Yes, you can use other pasta shapes like shells or penne. Just adjust cooking time as needed, as different shapes may require different cooking durations.
Is it possible to make this dish vegan?
Absolutely! You can use plant-based cheeses, almond or oat milk, and a vegan sour cream alternative to create a delicious vegan version of this mac and cheese.
Can I prepare it in advance?
Yes, you can assemble the ingredients a day ahead and store them in the fridge. Just pop the crockpot on the day of serving for an easy meal.
What can I do if it turns out too dry?
If your mac and cheese is too dry, simply stir in a bit more milk or cream to bring back the creaminess before serving.
How can I add protein to this dish?
To boost protein, consider adding cooked chicken, turkey, or even beans. Mix them in just before serving for an extra hearty meal.
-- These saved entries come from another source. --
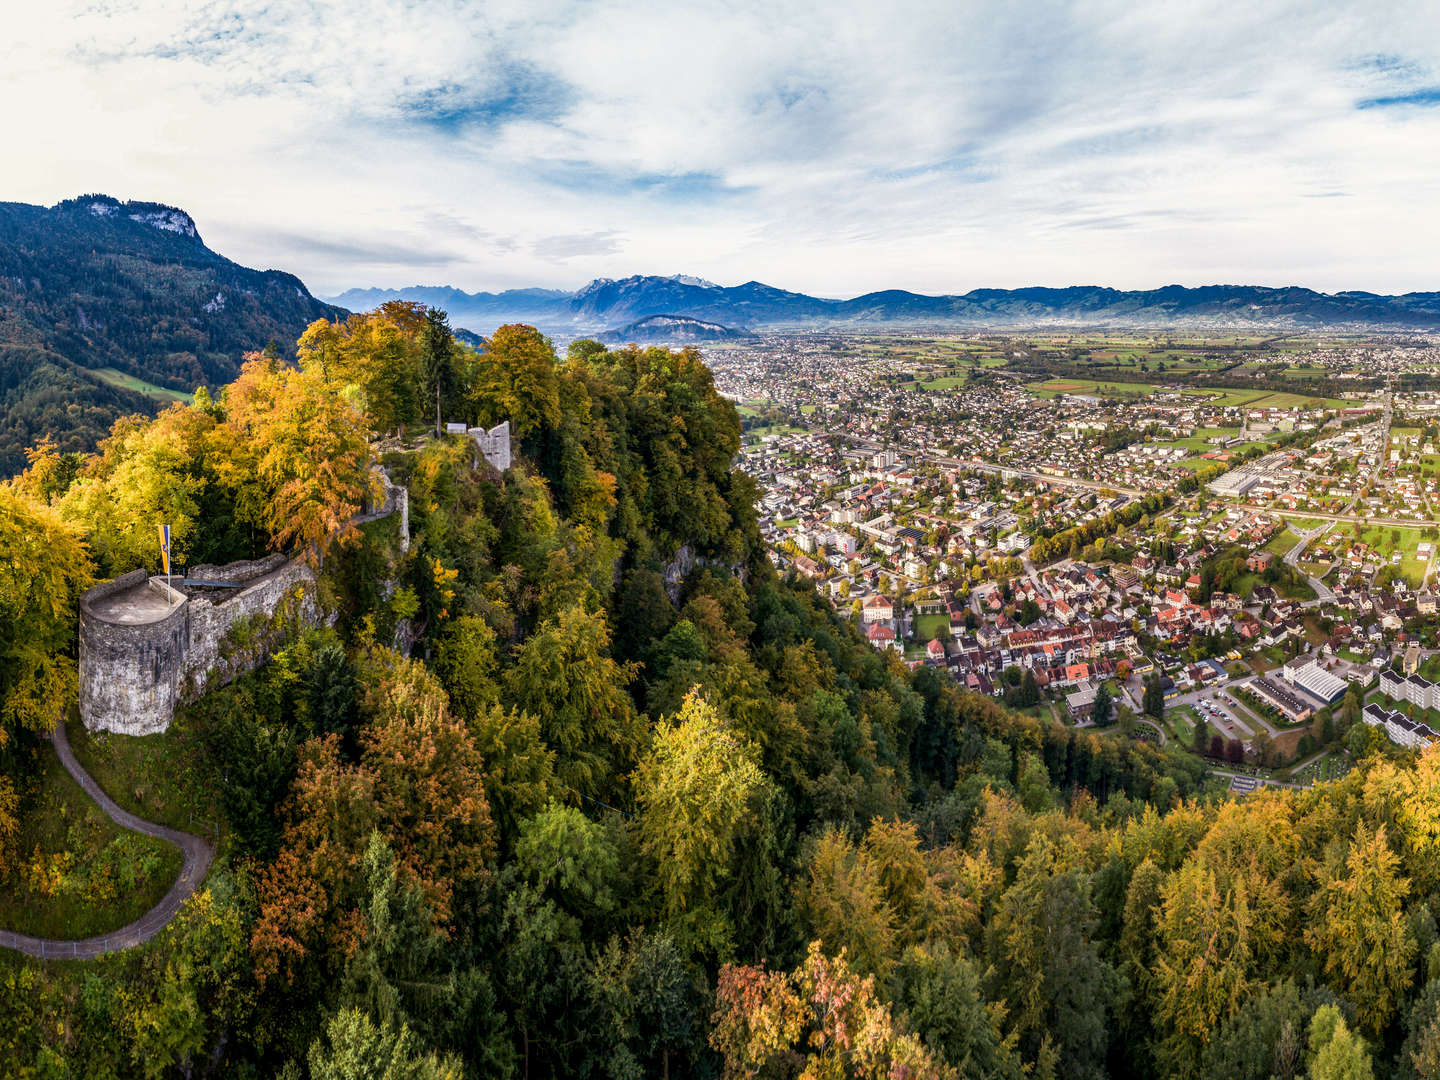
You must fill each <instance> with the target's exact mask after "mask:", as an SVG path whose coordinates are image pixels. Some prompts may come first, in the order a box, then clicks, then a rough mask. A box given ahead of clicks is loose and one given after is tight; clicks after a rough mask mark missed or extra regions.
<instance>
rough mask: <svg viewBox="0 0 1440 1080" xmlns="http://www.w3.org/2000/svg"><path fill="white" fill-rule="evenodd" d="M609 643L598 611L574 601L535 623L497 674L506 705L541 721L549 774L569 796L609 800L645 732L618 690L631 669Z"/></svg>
mask: <svg viewBox="0 0 1440 1080" xmlns="http://www.w3.org/2000/svg"><path fill="white" fill-rule="evenodd" d="M609 644H611V634H609V628H608V626H606V622H605V616H603V615H600V613H590V612H588V611H586V609H585V608H582V606H579V605H575V606H570V608H566V609H564V611H562V612H560V613H559V616H557V618H554V619H547V621H546V622H543V624H541V625H540V626H539V628H536V631H534V634H531V635H530V636H528V638H527V639H526V641H524V644H523V645H520V648H518V649H516V657H514V662H513V665H511V667H510V670H508V671H507V672H505V677H504V697H505V700H507V703H508V704H511V706H513V707H516V708H520V710H523V711H526V713H528V714H530V716H533V717H536V719H537V720H539V721H540V733H541V736H543V739H544V742H546V746H549V747H550V749H552V750H553V752H554V756H556V760H554V772H556V778H557V779H559V780H560V783H562V785H564V788H567V789H569V792H570V793H572V795H573V796H576V798H599V799H606V801H609V799H613V798H616V795H615V789H616V785H618V782H619V778H621V776H624V775H625V773H626V772H629V769H631V768H632V765H634V762H635V760H636V756H638V753H639V747H641V740H642V737H644V720H642V719H641V717H639V716H638V714H636V713H635V706H634V703H632V701H631V698H629V694H626V693H625V687H626V684H629V681H631V680H632V678H634V675H635V671H636V668H635V665H632V664H616V662H615V661H613V660H611V657H609V655H606V649H608V648H609Z"/></svg>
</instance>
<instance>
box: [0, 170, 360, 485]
mask: <svg viewBox="0 0 1440 1080" xmlns="http://www.w3.org/2000/svg"><path fill="white" fill-rule="evenodd" d="M341 314H344V312H343V311H340V310H338V308H334V307H331V305H328V304H323V302H321V301H318V300H315V298H314V297H312V295H311V294H310V291H308V289H307V288H305V287H304V284H301V281H300V278H297V276H294V275H292V274H285V272H282V271H253V269H248V268H245V266H239V265H236V264H235V262H230V261H229V259H226V258H225V256H223V255H217V253H216V252H213V251H210V249H209V248H207V246H206V245H204V242H203V240H202V239H200V232H199V229H197V228H196V223H194V220H192V217H190V215H187V213H186V212H184V210H180V209H177V207H174V206H164V204H161V203H147V202H121V200H118V199H111V197H109V196H104V194H89V196H82V197H79V199H69V200H66V202H62V203H58V204H56V206H50V207H46V206H30V204H27V203H0V475H3V474H6V472H13V471H14V469H17V468H19V467H22V465H23V464H24V456H23V454H22V451H23V448H24V446H30V445H35V444H36V442H37V441H39V439H40V438H43V436H46V435H49V436H52V438H55V439H56V442H58V444H59V445H60V448H62V449H89V448H92V446H94V445H95V441H96V439H98V438H99V436H102V435H104V433H105V432H107V431H108V429H109V425H111V423H112V422H114V419H115V418H117V416H121V415H124V413H131V412H153V410H154V408H156V406H157V403H161V402H166V400H174V399H176V397H177V396H184V395H186V393H189V392H192V390H194V387H196V386H200V384H210V386H219V384H222V383H225V382H229V380H230V379H233V377H235V374H236V373H238V372H239V367H240V359H242V356H243V353H245V351H246V350H252V348H264V347H265V344H266V343H269V341H275V343H278V344H279V346H281V348H282V350H288V348H289V347H292V346H294V343H295V338H297V337H298V336H300V333H301V331H302V330H304V328H305V325H308V324H310V323H311V321H312V320H315V318H321V317H334V315H341Z"/></svg>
Crockpot Mac And Cheese Recipe
Ingredients
- 2 cups elbow macaroni
- 4 cups shredded sharp cheddar cheese
- 2 cups milk
- 1 can 10.5 oz cheddar cheese soup
- 1/2 cup sour cream
- 1/4 cup butter melted
- 1 tsp garlic powder
- 1 tsp onion powder
- Salt and pepper to taste
- 1 cup breadcrumbs for topping
Instructions
- Cook the elbow macaroni according to package instructions until al dente; drain and set aside.
- In a large bowl, mix the macaroni with cheddar cheese, milk, cheddar cheese soup, sour cream, melted butter, garlic powder, onion powder, salt, and pepper.
- Transfer the mixture to the crockpot, spreading it evenly.
- Cover and cook on high for 2 to 3 hours or low for 4 to 5 hours.
- Stir occasionally to prevent sticking and ensure even cooking.
- In the last 15 minutes, sprinkle breadcrumbs on top for a crispy finish.
- Once cooked, serve hot and enjoy your creamy mac and cheese!
- Garnish with extra cheese or herbs if desired.